Recovery Menu: Making Whole
Craft, Purpose, and a Different Way Forward
One of the core ideas in my book, The View from a Windowless Basement, is that recovery isn’t a single road. It’s a menu. Different options, different entry points, different forms of structure and support, depending on who you are and what actually works for you.
Not every path looks like meetings and worksheets. Not every solution lives in a room with folding chairs. Sometimes recovery shows up through work, discipline, and the slow rebuilding of confidence. Sometimes it shows up through learning how to make something with your hands.
That’s why programs like Making Whole belong on the Recovery Menu.
A Program Built Around Craft
Making Whole is a recovery program based in Asheville, North Carolina, built around an apprenticeship model in fine woodworking and carpentry. Men in recovery spend their days in a working shop, learning from master craftsmen, building real furniture, and developing skills that demand focus, patience, and responsibility.
This isn’t woodworking as a hobby or distraction. It’s woodworking as structure.
The premise is simple but unusually honest: recovery requires more than abstinence. It requires direction. Showing up matters. Learning something difficult matters. Being accountable to the work in front of you matters.
In the shop, mistakes are visible. Measurements are either right or wrong. You can’t talk your way out of a bad cut. You have to slow down, correct it, and try again. That feedback loop is immediate and real. Over time, it builds something many people in recovery struggle to rebuild: trust in themselves.
Recovery That Isn’t Abstract
Addiction thrives in abstraction. Tomorrow. Later. I’ll fix it eventually.
Craft doesn’t allow that.
A joint either fits or it doesn’t. A table either stands or it wobbles. Progress is tangible. Effort is visible. And learning happens whether you feel confident or not.
Making Whole doesn’t claim woodworking “fixes” addiction. What it offers instead is something more grounded: a way to relearn how to learn. How to stay present with frustration. How to tolerate imperfection. How to finish something that took time.
For men who struggle with traditional recovery environments, this kind of embodied work can provide an entry point that feels less performative and more honest.
When Two Parts of My Life Unexpectedly Met
I’ve been watching This Old House for as long as I can remember. In the 1980s, I watched it with my dad. It was one of those quiet rituals that didn’t feel significant at the time, but stayed with me.
Decades later, I still make it a point to watch every Saturday at 5 p.m. on my local PBS station. Some habits stick for a reason.
Over the years, I’ve even had the chance to meet Tom Silva and Norm Abram, which felt like a strange full-circle moment. These were people I grew up watching. Craftsmen who made patience, precision, and humility look normal. Who showed that learning something hard was part of the point.
So when This Old House featured Making Whole, it stopped me cold.
On the surface, sobriety and fine woodworking don’t seem related. Recovery programs and PBS home improvement shows occupy very different mental categories. But watching that segment, it became clear they’re connected by the same values: showing up consistently, respecting the process, learning from mistakes, and letting mastery take time.
Seeing those two worlds come together felt unexpectedly meaningful. A show I associate with my father, discipline, and craftsmanship intersecting with a recovery program built around those exact principles.

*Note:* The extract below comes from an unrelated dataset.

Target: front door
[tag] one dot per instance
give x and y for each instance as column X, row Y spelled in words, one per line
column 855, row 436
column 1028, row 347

It was a reminder that recovery doesn’t always announce itself with clinical language or formal structures. Sometimes it shows up quietly, through work that asks something of you and gives something back in return.
Why This Belongs on the Recovery Menu
The Recovery Menu chapter in The View from a Windowless Basement exists for one reason: to challenge the idea that there is only one legitimate way to recover.

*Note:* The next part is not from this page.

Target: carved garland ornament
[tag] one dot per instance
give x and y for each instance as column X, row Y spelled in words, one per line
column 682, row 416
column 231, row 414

Making Whole doesn’t replace therapy. It doesn’t replace community. It doesn’t dismiss traditional programs. It simply offers a different doorway.
For some people, structure looks like meetings. For others, it looks like a workbench.

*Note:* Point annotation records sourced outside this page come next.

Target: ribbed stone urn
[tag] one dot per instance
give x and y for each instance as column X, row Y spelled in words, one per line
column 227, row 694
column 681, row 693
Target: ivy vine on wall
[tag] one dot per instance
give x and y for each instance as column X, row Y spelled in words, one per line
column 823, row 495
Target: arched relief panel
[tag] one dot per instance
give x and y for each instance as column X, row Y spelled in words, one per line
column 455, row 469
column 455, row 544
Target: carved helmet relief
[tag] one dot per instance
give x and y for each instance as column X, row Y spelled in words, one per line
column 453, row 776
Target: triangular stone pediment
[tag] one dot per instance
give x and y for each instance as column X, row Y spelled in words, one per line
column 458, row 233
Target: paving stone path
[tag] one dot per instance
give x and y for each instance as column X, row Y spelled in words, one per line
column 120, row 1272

For some, recovery begins with talking. For others, it begins with doing.
Programs like Making Whole remind us that sobriety isn’t just about removing alcohol. It’s about rebuilding a life with enough meaning, discipline, and direction that alcohol no longer feels necessary.
Not everyone needs the same tools. But everyone needs something real to build toward.
That’s what makes this program worth paying attention to. Not because it’s universal, but because it’s specific. Grounded. Honest about the work involved.
And for anyone who has ever found clarity through making something with their hands, it might feel surprisingly familiar.